I came across something a little different. I wasn’t sure what to expect of something calling itself British Muslim Song. I’m always a little cautious around English nasheed offerings because so many well-meaning creations are just bad translations with cringe-worthy lyrics. I’m sorry Sami Yusuf, you have a lovely voice and I’m sure you’re a jolly-nice-fellow but some of your rhymes are verging on the criminal.
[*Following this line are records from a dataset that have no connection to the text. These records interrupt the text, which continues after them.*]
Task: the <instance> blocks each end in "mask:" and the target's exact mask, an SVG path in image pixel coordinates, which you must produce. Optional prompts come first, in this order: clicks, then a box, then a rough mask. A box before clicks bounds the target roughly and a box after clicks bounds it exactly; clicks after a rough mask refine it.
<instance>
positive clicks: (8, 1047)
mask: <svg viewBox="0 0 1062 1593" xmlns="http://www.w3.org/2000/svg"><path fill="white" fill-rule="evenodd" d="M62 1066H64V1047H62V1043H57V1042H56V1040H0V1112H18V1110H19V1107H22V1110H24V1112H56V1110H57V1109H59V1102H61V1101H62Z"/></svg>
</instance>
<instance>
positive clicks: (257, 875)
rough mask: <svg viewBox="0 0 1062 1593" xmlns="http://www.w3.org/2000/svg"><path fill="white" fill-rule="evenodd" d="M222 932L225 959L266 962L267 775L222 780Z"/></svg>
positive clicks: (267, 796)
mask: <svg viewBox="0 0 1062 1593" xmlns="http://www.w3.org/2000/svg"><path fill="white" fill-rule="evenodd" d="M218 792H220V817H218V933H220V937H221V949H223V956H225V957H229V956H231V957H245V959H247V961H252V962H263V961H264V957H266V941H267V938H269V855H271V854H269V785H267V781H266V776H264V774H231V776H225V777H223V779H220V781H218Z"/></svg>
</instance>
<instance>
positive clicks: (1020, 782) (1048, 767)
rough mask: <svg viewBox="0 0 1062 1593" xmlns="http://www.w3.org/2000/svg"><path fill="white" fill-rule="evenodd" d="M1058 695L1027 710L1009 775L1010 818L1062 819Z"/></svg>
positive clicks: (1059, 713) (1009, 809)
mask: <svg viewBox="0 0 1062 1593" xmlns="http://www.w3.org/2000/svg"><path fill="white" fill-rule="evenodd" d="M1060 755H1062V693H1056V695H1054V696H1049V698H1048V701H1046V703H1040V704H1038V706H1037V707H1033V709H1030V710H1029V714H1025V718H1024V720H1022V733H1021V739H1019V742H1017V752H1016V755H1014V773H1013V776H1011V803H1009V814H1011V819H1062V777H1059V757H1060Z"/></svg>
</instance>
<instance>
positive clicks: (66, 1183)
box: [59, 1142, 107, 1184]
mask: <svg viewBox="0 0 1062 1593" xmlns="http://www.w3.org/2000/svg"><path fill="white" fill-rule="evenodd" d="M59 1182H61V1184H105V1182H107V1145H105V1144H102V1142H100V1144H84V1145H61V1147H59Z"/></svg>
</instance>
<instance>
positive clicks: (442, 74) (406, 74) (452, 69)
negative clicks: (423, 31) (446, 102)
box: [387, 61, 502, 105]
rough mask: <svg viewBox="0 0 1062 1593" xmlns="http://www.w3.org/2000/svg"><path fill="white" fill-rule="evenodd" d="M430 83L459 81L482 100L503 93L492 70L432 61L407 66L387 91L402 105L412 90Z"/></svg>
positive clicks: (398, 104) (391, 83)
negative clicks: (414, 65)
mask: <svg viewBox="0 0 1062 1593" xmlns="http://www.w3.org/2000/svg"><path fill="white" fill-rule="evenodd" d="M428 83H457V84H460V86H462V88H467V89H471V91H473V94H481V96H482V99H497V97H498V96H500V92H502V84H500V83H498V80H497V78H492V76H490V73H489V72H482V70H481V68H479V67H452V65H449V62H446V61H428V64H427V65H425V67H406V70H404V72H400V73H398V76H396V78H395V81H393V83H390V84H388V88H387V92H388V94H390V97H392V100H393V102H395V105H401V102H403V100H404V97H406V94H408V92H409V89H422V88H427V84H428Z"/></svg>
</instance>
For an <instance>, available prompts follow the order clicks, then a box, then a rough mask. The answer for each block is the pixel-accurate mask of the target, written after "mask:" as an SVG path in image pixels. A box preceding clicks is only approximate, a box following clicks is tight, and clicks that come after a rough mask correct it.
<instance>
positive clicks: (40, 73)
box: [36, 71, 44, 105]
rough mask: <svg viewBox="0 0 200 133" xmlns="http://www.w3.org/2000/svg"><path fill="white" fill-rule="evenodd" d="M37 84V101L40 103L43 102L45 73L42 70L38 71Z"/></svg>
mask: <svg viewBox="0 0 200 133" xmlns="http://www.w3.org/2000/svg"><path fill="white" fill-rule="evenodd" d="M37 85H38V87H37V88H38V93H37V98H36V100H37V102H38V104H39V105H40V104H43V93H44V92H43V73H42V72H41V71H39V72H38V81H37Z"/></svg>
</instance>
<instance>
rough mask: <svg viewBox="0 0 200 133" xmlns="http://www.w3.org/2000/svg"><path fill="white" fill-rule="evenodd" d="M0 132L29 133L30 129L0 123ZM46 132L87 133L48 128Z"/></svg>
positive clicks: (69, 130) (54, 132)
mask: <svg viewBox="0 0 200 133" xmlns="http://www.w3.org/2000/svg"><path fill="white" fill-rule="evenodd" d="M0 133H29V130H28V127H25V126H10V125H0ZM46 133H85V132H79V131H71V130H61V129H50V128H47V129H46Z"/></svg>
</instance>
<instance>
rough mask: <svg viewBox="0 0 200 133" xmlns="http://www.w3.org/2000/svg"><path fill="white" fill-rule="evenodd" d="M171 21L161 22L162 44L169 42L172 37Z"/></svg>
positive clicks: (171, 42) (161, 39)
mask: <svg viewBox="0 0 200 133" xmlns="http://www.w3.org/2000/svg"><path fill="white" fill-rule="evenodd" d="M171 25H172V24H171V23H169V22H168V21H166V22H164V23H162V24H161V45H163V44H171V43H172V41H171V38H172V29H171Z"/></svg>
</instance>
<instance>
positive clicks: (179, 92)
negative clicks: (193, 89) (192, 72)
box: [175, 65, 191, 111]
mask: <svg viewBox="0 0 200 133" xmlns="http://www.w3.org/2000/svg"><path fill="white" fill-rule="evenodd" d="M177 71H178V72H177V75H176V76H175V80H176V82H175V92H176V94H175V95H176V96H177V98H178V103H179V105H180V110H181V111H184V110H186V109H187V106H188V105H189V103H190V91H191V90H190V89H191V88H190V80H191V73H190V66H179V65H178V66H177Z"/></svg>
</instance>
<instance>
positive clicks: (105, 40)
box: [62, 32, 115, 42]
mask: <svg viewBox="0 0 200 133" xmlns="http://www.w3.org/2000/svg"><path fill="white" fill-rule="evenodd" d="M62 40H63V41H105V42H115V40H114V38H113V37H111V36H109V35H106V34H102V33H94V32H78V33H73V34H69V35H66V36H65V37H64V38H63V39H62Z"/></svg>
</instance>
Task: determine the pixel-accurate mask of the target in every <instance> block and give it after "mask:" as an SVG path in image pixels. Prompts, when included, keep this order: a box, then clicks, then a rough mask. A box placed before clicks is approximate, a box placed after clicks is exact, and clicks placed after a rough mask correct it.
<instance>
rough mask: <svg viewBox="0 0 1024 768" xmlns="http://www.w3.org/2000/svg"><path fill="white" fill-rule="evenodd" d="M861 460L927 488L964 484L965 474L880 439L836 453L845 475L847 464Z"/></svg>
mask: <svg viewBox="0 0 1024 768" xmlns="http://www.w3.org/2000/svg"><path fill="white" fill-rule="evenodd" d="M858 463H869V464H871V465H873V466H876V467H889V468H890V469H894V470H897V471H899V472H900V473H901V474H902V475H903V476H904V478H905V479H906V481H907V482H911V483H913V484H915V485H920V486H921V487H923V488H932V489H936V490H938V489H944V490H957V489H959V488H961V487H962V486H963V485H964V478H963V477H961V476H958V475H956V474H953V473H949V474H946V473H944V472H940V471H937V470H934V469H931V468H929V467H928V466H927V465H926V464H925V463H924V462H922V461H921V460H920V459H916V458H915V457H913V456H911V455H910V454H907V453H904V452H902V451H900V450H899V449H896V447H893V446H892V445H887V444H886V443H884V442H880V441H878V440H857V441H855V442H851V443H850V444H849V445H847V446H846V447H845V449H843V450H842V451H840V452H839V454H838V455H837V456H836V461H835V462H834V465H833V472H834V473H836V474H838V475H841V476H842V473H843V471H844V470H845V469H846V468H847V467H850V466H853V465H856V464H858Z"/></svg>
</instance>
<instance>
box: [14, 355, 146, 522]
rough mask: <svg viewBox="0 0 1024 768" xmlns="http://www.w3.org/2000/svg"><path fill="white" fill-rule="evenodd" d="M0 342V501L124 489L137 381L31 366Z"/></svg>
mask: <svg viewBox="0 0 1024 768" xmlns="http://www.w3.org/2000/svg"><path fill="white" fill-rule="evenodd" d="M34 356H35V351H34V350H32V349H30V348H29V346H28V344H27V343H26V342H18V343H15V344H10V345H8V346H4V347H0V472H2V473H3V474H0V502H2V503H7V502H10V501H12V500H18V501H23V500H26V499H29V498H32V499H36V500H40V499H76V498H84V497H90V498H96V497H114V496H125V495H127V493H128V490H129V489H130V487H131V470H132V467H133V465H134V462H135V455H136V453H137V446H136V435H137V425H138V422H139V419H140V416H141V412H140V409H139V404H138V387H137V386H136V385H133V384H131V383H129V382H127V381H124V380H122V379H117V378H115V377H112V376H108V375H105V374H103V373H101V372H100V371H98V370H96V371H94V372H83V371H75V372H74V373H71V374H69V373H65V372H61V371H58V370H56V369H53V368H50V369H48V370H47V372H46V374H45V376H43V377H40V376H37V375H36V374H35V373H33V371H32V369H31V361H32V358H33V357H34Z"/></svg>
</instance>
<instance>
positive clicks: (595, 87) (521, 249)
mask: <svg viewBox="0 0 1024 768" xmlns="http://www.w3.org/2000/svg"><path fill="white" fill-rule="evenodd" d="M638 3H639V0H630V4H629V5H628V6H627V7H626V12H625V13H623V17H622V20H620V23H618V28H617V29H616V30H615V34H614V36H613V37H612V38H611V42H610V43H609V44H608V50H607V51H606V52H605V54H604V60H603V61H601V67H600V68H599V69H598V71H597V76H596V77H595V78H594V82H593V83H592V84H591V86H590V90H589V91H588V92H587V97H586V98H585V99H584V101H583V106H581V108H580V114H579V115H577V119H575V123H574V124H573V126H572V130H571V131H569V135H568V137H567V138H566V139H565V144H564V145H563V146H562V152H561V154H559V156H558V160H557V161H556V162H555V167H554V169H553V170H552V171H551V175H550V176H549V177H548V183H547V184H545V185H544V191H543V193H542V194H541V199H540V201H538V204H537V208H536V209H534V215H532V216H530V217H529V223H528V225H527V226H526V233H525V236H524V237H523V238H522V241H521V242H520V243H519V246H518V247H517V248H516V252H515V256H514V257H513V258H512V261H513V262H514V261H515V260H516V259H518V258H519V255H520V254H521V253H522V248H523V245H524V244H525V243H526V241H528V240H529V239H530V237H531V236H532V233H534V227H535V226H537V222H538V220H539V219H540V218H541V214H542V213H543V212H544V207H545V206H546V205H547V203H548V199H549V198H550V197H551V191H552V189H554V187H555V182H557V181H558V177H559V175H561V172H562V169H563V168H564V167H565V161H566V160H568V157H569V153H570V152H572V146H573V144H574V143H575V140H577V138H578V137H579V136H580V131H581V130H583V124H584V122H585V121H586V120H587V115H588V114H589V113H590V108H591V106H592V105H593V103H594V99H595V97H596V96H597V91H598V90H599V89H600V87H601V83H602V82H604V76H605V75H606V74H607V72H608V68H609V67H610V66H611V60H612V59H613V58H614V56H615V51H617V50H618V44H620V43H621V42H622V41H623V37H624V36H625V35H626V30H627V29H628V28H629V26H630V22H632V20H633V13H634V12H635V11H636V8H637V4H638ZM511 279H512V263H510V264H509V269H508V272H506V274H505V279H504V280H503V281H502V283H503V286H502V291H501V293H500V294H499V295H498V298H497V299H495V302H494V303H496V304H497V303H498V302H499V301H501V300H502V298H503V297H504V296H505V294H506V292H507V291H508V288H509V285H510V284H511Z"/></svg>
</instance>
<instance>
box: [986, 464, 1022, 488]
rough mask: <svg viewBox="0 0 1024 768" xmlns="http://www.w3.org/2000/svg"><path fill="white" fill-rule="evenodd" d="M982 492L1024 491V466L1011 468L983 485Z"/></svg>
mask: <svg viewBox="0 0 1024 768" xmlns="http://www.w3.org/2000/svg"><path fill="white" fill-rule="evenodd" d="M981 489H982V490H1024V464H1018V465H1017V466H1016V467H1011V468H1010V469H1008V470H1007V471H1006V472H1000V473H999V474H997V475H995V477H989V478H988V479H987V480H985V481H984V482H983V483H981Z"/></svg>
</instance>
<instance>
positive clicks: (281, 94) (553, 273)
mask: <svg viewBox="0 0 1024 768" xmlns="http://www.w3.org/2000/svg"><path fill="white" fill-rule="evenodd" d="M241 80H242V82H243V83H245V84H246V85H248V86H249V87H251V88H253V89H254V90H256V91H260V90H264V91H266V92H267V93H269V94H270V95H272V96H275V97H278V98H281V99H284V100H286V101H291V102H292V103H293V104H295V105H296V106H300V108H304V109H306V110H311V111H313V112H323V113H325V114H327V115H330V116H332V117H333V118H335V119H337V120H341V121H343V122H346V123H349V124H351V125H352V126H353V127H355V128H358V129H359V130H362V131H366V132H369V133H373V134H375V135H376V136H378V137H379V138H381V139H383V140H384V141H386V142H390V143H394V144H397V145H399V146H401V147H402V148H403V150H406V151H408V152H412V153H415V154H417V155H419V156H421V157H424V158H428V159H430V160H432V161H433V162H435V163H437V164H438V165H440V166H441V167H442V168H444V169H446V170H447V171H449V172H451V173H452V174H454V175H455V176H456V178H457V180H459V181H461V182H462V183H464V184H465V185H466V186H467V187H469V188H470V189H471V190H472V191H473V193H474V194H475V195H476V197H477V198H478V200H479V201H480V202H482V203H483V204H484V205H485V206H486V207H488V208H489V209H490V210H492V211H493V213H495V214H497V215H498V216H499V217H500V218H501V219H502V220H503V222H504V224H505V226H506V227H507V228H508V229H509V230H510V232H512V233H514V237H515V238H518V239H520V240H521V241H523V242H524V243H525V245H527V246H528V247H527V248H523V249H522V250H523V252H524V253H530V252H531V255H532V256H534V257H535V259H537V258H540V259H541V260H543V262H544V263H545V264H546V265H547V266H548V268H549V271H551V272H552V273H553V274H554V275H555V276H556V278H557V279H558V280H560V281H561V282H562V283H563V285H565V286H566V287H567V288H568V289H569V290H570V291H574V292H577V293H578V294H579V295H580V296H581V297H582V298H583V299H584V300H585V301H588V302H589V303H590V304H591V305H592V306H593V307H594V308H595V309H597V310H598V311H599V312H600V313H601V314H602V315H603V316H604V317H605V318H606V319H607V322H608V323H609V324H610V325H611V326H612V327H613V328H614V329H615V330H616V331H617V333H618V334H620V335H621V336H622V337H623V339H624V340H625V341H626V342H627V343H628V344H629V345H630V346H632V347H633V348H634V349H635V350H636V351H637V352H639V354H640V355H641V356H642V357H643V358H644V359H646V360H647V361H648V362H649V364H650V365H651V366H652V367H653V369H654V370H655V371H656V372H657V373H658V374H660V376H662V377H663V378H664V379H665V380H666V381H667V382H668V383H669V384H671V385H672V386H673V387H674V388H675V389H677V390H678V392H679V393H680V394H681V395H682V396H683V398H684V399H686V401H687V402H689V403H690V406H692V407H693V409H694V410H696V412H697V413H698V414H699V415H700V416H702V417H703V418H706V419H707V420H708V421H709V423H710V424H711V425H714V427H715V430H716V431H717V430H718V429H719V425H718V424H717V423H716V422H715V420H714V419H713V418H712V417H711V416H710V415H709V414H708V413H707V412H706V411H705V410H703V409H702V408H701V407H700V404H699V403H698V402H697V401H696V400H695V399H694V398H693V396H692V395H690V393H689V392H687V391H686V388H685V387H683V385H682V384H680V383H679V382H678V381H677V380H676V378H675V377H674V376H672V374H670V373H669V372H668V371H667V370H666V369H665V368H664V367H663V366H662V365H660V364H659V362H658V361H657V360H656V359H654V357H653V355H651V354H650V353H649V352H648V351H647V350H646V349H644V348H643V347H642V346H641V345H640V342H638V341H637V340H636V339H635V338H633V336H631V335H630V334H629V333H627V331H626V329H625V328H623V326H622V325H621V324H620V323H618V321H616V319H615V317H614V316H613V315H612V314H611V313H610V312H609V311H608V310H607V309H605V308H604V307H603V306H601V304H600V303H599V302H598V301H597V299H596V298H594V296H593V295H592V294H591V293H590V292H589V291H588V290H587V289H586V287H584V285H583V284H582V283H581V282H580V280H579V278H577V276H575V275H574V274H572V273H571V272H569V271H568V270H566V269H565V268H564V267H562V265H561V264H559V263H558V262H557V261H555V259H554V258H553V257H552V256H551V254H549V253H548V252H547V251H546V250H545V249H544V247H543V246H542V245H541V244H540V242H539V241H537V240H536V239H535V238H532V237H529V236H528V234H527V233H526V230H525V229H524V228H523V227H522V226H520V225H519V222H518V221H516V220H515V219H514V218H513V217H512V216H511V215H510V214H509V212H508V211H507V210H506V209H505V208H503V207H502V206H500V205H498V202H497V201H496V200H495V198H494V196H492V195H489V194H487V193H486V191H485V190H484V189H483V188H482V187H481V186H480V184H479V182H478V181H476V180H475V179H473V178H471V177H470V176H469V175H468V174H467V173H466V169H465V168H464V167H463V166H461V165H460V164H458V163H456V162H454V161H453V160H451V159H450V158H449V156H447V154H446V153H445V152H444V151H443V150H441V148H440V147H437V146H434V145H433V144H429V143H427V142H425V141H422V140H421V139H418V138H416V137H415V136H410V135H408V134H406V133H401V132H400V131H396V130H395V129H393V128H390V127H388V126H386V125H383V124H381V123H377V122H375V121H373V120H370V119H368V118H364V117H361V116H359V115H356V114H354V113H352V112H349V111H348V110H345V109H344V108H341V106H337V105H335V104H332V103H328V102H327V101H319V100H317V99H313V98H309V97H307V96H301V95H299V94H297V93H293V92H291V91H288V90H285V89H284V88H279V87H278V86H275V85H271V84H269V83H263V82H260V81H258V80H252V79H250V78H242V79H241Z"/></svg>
And then there’s that British Muslim choir, Harmonia Alcorani, at the opposite spectrum. They have some decent lyrics for sure, but I can’t stand that choir-boy warbling. Now don’t get me wrong, I’m not being prejudicialistic. I was once an unlikely member of the school choir myself I’ll have you know, and have squawked my way through many a ‘Morning Has Broken’ and ‘When a Knight Won His Spurs’ (‘though you’ll be relieved to hear I won’t be auditioning for Britain’s Got Talent, like a hijabi Susan Boyle ::shudder::). But all that high-pitched soprano warbling leaves me cold. Deep bass Gregorian chanting is a little more palatable, but only in small doses.
Anyhow, when I came across a free download of ‘He who Seeks (Nihavend No.34)’, sung by that very-nice-chap Dawud Wharnsby, I was a wee bit wary. At first hearing I mulled over its unfamiliar style and decided that it was different, but I wasn’t sure if I actually liked it. To give it a fair go I replayed it a couple of times…until I finally forgave it its novelty and found myself truly moved. It hints a little at folk music rather than straight-up choir, which probably helps. So despite my initial misgivings I have to say it’s really grown on me and I hope there’ll be more to come. Just keep the pitch low and manly, and leave out the nightingales and roasted larks.